Second (and higher) derivatives of maps between manifolds

Your doubt is well-placed: Even in the case $f:M\to \mathbb R$ you cannot sensibly define $D^2_u f : T_u M \times T_u M \to \mathbb R$ unless $u$ is a critical point of $f$. Otherwise your definition $$D^2 f(\partial_i, \partial_j)=\frac{\partial^2 f}{\partial x^i \partial x^j} \ \ \text{extended by multilinearity}$$ depends on the coordinate system $x^i$: if we have some other coordinate system $y^\alpha$ then by multilinearity we should have $$ D^2 f\left(\frac{\partial}{\partial x^{i}},\frac{\partial}{\partial x^{j}}\right) =\frac{\partial y^{\alpha}}{\partial x^{i}}\frac{\partial y^{\beta}}{\partial x^{j}}D^{2}f\left(\frac{\partial}{\partial y^{\alpha}},\frac{\partial}{\partial y^{\beta}}\right)=\frac{\partial y^{\alpha}}{\partial x^{i}}\frac{\partial y^{\beta}}{\partial x^{j}}\frac{\partial^{2}f}{\partial y^{\alpha}\partial y^{\beta}}; $$ but the chain rule gives $$\frac{\partial^{2}f}{\partial x^{j}\partial x^{i}}=\frac{\partial}{\partial x^{i}}\left(\frac{\partial y^{\beta}}{\partial x^{j}}\frac{\partial f}{\partial y^{\beta}}\right)=\frac{\partial y^{\alpha}}{\partial x^{i}}\frac{\partial y^{\beta}}{\partial x^{j}}\frac{\partial^{2}f}{\partial y^{\alpha}\partial y^{\beta}}+\frac{\partial^{2}y^{\beta}}{\partial x^{i}\partial x^{j}}\frac{\partial f}{\partial y^{\beta}}.$$

In Riemannian geometry this is fixed by using the covariant Hessian $$D^2f (X,Y) = XYf - (\nabla_X Y) f;$$ but without the additional structure of a conenction there is no way to think of $k^\text{th}$-order derivatives as taking $k$ tangent vectors.
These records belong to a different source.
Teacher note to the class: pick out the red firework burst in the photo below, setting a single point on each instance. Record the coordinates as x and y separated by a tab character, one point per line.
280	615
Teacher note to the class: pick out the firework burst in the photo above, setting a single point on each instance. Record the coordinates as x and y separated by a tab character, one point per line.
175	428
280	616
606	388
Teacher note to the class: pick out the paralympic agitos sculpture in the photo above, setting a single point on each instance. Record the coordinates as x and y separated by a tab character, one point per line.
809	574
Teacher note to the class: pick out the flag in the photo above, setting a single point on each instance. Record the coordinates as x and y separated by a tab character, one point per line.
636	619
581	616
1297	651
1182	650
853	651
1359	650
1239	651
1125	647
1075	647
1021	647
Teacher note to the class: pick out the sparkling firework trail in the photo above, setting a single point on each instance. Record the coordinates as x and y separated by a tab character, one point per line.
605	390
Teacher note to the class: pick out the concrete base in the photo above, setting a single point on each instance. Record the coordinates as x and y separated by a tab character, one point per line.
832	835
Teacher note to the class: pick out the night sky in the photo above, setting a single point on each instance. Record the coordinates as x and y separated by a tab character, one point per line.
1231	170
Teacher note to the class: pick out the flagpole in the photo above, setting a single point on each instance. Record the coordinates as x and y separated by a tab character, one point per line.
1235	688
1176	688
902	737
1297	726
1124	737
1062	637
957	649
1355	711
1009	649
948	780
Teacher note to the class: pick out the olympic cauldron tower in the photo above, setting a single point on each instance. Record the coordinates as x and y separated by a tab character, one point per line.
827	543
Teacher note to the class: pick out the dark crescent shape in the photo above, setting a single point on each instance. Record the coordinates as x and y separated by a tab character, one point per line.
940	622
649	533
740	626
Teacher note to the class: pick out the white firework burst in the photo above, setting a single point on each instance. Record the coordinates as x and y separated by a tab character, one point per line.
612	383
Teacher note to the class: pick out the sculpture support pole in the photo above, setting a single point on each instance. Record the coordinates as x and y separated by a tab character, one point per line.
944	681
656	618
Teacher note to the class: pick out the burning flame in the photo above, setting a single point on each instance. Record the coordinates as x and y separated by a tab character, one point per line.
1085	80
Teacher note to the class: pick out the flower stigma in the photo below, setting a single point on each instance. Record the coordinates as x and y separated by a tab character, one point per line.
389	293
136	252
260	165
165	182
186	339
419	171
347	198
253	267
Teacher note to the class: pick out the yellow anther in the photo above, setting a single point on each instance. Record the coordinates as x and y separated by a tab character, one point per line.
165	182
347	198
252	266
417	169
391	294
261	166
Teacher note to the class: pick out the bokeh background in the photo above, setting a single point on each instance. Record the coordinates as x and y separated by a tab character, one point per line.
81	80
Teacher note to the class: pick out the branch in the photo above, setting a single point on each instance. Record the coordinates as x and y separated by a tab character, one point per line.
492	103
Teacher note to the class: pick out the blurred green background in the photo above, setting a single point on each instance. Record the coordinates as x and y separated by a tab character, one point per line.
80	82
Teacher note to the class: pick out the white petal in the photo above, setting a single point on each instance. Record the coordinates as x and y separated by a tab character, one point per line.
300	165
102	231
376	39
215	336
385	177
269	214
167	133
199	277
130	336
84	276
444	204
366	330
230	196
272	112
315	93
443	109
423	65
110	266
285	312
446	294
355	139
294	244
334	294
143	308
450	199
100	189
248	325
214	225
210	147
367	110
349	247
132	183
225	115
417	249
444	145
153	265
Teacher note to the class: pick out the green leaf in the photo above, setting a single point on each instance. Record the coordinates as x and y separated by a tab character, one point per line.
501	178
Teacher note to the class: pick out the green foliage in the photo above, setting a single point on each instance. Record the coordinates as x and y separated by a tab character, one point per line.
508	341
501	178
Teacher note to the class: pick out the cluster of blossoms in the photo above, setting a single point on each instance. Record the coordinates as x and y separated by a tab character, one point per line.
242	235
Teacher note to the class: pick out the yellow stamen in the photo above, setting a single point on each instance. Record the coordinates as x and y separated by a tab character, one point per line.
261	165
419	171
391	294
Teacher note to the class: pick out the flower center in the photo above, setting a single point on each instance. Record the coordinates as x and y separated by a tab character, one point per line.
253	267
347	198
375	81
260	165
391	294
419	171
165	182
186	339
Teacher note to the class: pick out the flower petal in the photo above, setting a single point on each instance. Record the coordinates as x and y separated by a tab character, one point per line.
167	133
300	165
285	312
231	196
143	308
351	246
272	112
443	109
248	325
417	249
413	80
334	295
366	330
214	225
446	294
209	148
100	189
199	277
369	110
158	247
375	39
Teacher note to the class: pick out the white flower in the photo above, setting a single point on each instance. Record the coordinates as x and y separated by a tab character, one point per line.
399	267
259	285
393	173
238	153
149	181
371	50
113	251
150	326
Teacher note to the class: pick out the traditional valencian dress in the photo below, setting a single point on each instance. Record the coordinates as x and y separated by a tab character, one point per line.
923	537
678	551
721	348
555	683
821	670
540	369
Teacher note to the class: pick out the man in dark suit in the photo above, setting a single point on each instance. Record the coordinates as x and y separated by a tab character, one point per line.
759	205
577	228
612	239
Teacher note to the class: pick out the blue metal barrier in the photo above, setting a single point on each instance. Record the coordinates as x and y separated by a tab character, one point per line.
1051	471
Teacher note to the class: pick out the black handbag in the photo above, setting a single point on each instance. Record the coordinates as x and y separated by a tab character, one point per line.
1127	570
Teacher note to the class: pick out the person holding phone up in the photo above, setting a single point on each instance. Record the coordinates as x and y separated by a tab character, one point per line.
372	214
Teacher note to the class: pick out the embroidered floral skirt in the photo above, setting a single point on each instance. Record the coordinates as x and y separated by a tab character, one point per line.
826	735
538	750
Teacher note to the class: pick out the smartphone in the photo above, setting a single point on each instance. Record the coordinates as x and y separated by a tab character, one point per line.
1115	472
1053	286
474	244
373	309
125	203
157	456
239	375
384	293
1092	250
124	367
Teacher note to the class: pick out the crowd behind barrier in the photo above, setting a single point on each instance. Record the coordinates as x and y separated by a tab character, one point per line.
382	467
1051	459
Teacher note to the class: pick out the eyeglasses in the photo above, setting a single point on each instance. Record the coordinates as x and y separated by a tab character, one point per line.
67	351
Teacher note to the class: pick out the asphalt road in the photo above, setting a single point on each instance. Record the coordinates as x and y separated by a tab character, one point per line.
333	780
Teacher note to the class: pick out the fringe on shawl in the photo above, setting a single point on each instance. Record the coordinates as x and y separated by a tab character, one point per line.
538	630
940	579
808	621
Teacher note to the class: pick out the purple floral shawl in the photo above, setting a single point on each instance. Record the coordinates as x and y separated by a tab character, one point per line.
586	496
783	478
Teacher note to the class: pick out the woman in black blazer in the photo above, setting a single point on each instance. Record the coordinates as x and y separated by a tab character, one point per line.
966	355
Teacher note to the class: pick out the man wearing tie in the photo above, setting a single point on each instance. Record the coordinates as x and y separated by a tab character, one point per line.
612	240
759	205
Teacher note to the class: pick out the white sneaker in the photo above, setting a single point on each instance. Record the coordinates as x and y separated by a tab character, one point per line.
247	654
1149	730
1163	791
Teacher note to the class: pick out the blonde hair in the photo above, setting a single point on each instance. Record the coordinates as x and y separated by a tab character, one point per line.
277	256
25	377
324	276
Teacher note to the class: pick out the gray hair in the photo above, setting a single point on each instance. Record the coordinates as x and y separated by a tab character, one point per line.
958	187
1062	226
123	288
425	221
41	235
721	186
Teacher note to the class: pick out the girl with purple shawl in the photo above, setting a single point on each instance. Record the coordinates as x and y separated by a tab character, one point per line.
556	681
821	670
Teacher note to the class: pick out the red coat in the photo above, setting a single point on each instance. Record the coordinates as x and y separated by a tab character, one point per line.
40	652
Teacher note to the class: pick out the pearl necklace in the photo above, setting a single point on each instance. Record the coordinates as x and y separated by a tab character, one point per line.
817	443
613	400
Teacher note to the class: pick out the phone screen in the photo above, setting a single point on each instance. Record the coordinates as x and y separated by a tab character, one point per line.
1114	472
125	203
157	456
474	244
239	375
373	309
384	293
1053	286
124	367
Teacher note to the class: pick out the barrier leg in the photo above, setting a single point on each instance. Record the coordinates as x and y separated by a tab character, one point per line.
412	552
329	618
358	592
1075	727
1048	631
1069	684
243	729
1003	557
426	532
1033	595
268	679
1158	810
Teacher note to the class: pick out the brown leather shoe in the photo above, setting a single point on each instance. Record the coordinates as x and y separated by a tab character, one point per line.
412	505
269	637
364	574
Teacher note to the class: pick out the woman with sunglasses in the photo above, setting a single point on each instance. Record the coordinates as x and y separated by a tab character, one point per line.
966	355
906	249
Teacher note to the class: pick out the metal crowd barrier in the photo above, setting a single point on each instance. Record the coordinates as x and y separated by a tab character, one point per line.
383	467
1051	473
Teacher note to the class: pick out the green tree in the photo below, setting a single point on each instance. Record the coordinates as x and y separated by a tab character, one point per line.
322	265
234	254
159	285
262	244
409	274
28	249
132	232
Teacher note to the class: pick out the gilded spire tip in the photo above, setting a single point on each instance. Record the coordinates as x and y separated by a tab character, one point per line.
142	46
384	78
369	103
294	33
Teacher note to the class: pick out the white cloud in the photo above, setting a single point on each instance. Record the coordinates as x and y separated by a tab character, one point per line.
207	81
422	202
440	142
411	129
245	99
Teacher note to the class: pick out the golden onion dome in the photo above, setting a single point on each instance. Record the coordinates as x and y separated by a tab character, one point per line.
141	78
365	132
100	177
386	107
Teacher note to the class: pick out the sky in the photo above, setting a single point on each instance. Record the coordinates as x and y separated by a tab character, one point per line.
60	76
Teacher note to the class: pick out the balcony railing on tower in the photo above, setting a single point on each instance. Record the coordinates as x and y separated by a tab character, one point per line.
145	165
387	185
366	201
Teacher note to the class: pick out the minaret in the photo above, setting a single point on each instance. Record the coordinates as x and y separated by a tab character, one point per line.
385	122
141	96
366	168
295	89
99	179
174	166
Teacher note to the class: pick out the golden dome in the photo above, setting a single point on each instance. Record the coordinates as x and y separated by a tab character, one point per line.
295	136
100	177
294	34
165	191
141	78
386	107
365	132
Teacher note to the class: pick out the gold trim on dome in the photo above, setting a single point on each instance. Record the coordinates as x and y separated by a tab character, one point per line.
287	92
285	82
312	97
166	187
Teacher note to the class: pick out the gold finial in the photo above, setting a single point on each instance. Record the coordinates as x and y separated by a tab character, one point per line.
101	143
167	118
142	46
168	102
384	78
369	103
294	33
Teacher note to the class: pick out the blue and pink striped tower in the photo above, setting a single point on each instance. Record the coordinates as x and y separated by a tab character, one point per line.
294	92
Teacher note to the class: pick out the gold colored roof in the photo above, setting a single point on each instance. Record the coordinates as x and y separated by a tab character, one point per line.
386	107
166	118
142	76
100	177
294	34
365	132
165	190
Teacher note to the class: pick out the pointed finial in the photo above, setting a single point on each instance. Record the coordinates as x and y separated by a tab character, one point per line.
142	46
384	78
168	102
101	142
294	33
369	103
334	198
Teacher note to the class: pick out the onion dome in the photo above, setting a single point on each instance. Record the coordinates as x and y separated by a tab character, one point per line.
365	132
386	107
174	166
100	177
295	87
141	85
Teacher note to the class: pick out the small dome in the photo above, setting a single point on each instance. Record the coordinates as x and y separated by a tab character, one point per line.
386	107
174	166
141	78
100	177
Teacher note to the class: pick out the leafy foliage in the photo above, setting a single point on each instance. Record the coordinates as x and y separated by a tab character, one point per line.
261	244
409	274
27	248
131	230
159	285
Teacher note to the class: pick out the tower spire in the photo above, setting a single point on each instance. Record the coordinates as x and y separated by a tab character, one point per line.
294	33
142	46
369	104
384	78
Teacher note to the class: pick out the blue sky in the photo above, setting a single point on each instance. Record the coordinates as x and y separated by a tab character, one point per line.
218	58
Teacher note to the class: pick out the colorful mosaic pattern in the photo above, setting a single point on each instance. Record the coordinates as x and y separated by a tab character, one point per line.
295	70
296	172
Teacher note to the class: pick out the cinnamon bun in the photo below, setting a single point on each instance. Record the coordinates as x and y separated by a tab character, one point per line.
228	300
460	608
Instead the general formulation uses higher tangent bundles: the first derivative is a map $TM \to TN$, so the second derivative is a map $TTM \to TTN$. Thus the picture you should have in your head is that the first input (a vector $v \in T_u M$) is the base direction you're moving in, and then the second input (a vector in $T_v TM$) is the direction you're varying that $v$ in.